優先株式

優先株式とは何か?

優先株式とは、会社が存続中の利益や利息の配当、解散時の残余財産の分配や、その両方などについて他の種類の株式よりも優先的に与えられている株のことを言います。ですから一般の株式よりも色々な制限事項が付加されていることが多く、株主総会での議決権がない場合や残余財産の分配を優先的に受ける代わりに配当に関して優先権がなく、配当が少ない場合には配当がない一定期間の売却はできないといった条件が付加されるのです。配当優先株式のケースでは、発行の時に取締役会議で決めた一定の額を配当として普通株式に配当を優先して受け取ることになりますが、その後の残った配当は普通株と同じ配当にあずかれるかあずかれないか、参加するかしないか、優先株式に分けられるのです。優先株式の内容と発行予定株式数は、優先株式のタイプごとによって決められます。優先株式は一般の普通株式とは違って一般には売買されません。優先株式は業績があまり良くない会社の資金を調達する手段として利用されたり議決権制限株式にすることにより、会社の支配権に影響が出るのを避けるファイナンスの手法として使用されることがあります。

 

公的資金注入にも活用される

1997年秋以降では、金融システムに対しての不安対応を目的にして成立した早期健全化法というスキームにより、公的資金注入の逃げ道としても優先株は活用されているのです。会社売却やM&Aの時には、その優先権によって資産分与を優先しなければならない場合もあるので、財務上の影響も大きい株式と言えます。
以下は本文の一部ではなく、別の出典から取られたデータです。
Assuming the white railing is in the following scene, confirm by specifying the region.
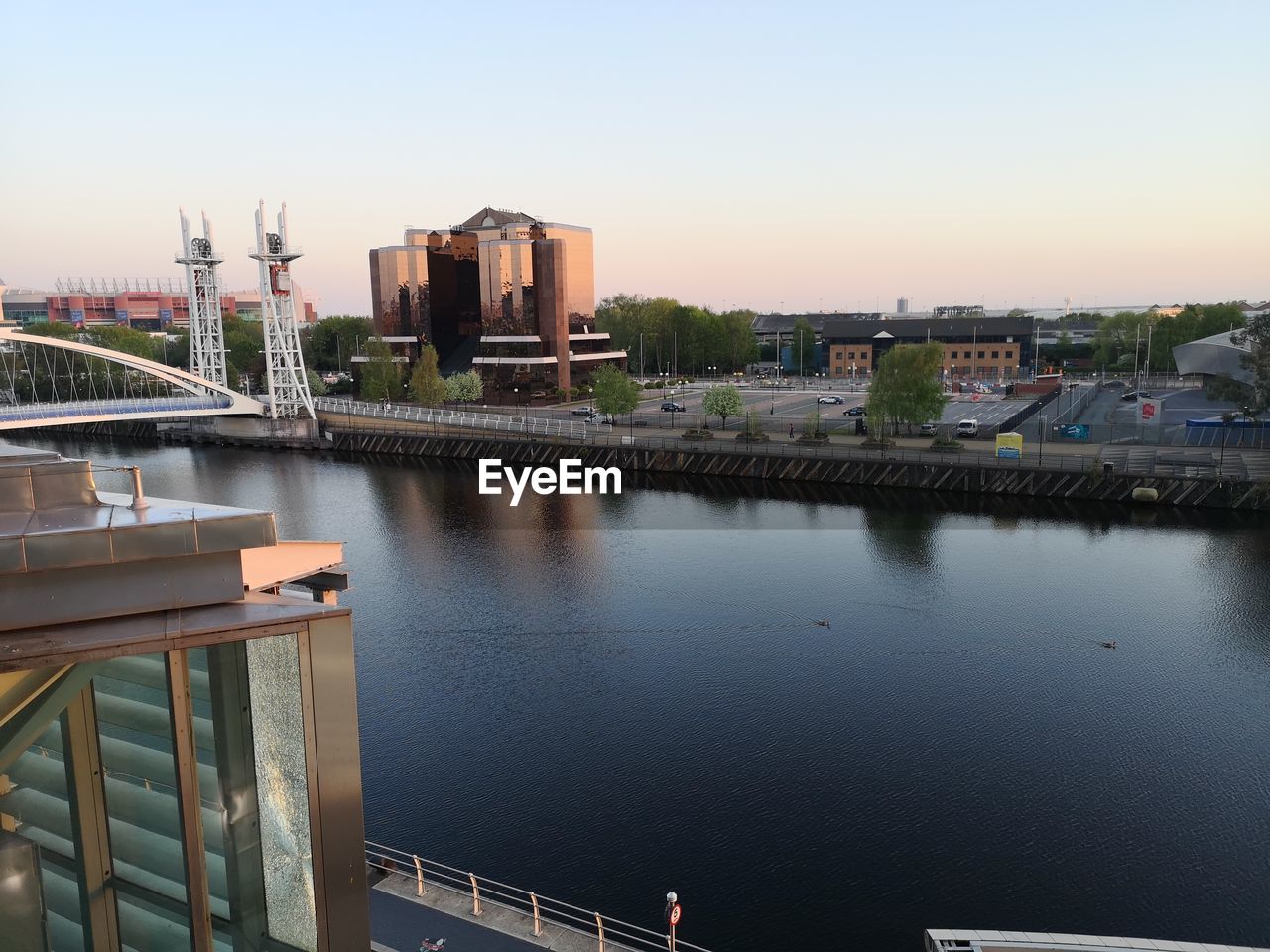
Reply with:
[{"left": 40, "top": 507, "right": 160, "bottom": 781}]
[
  {"left": 366, "top": 840, "right": 707, "bottom": 952},
  {"left": 0, "top": 395, "right": 232, "bottom": 420},
  {"left": 314, "top": 398, "right": 594, "bottom": 439}
]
優先株式は、一般に公開されないことやその株主の権限を制限できるので、経営者にとっては経営基盤を暗転させる上でとても有効な株式発行手段なのです。それだけでなく、利益配当や売買に関しても条件が付加できるため資金調達の手段として有効なのです。ですから米国シリコンバレーの新興企業等は、優先株式の発行比率が普通株式に比べるとかなりの割合で上回っているのです。しかし企業経営に参画できない優先株主の割合が極端に増えた場合には、その会社は経営体質が固定化して公正な議決を得にくくなってしまうという側面があります。また会社売却やM&Aなどのケースでは、一般的には優先株式は普通株に戻りその権限を失うので、優先株式の持ち主からは経営責任を問われることになるのです。